[ONNX] Exporter successfully export a ONNX model, but unexecutable on ONNXRUNTIME due to failed shape inference..
🐛 Describe the bug
In exporter, there is a onnx.shape_inference_infer_shapes checker before exporting, but it is not using strict_mode as onnxruntime does before executing the model, so the discrepancy makes some of the models exportable, but not executable.
A needed investigation of
- Is strict_mode necessary for onnxruntime?
- Difference between passing strict_mode or not
- What kind of model hitting this discrepancy
https://github.com/pytorch/pytorch/blob/ba84e9662e1c284805cce1652235eac1e4c56768/torch/csrc/jit/serialization/export.cpp#L1363-L1374
The following is a repro.
import torch
from torch import Tensor
import io
from typing import Optional
import onnx
import onnxruntime as ort
class LoopNoneInput(torch.nn.Module):
def forward(self, x):
y: Optional[Tensor] = None
for _ in range(x.size(0)):
y = x
return y
f = io.BytesIO()
x = torch.ones(1)
dynamic_axis_name = "condition"
torch.onnx.export(
torch.jit.script(LoopNoneInput()),
(x,),
f,
opset_version=16,
# Ensure condition is not constant
dynamic_axes={"x": {0: dynamic_axis_name}},
input_names=["x"],
)
model = onnx.load_model_from_string(f.getvalue())
onnx.checker.check_model(model)
ort_input = {
"x":x.cpu().numpy()
}
sess = ort.InferenceSession(model.SerializeToString() , ort.SessionOptions(), providers=['CPUExecutionProvider'])
out = sess.run(None, ort_inputs)
# Alternatively, one can use the following line to replace running ORT
# same outcome can be obtained.
#onnx.shape_inference.infer_shapes(model, strict_mode=True)
Versions
nightly pytorch nightly onnxruntime
Relate Issues
1. Is strict_mode necessary for onnxruntime?
onnxruntime doesn't run strict mode check, but it simply extends shape type inference results from ONNX. That's why this invalid model can't be executed after all (the model has serious type inference error, but the converter doesn't error out.).
2. Difference between passing strict_mode or not
When strict mode is on, any errors during ONNX shape type inference will be reported. Notice that custom op does not cause error in ONNX shape type inference as it's not a valid ONNX node.
3. What kind of model hitting this discrepancy
A model with failed shape type inference on valid ONNX node. In this case, the type inference is failed, because input is tensor type, while the output is optional type.

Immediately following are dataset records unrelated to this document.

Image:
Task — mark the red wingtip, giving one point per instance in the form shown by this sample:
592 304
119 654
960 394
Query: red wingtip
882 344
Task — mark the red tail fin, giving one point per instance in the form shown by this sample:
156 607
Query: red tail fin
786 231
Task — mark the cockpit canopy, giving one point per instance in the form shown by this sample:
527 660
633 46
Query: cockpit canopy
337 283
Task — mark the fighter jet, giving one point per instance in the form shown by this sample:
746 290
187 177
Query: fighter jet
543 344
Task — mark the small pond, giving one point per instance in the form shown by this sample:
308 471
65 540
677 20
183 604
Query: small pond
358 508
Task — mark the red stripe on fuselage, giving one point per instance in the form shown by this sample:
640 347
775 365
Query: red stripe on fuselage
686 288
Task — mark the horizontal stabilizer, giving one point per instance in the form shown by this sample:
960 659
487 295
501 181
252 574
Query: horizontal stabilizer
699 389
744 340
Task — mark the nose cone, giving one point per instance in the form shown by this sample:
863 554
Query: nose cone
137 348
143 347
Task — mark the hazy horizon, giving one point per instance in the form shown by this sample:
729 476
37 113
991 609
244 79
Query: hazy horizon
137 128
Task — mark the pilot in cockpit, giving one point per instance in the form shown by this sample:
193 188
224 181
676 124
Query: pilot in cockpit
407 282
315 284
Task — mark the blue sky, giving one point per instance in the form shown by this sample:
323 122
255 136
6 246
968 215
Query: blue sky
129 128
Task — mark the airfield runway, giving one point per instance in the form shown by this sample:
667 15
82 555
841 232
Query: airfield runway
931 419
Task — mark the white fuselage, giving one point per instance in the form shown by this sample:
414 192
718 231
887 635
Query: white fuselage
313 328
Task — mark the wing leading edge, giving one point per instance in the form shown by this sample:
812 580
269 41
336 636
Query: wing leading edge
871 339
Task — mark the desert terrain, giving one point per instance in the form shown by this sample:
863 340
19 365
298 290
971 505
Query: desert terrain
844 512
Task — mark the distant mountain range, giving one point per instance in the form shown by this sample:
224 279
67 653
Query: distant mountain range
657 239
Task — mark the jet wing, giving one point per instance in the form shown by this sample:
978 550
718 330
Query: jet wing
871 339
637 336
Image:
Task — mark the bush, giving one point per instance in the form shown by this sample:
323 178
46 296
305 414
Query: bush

@AllenTiTaiWang a few questions that are not explained on the PR description
1. Is strict_mode necessary for onnxruntime?
onnxruntime doesn't run strict mode check, but it simply extends shape type inference results from ONNX. That's why this invalid model can't be executed after all (the model has serious type inference error, but the converter doesn't error out.).
a) What are the "serious" type inference error? list all, preferably with examples b) Is it an actual error (wrong information on the graph), missing required information or just missing optional information (such as rank, shape, dtype?) For the first two, we need to fix the export process itself, not just raise an error on shape infer c) Is this error generated by the torch onnx converter or after the "extended shape inference" on ort?
2. Difference between passing strict_mode or not
When strict mode is on, any errors during ONNX shape type inference will be reported. Notice that custom op does not cause error in ONNX shape type inference as it's not a valid ONNX node.
IMO, if any information is wrong in the exported ONNX graph, we should focus on fixing the error. After all, ONNX conversion failing due to shape inference is important for ONNX converter engineers, but a working ONNX model is what our users really want :)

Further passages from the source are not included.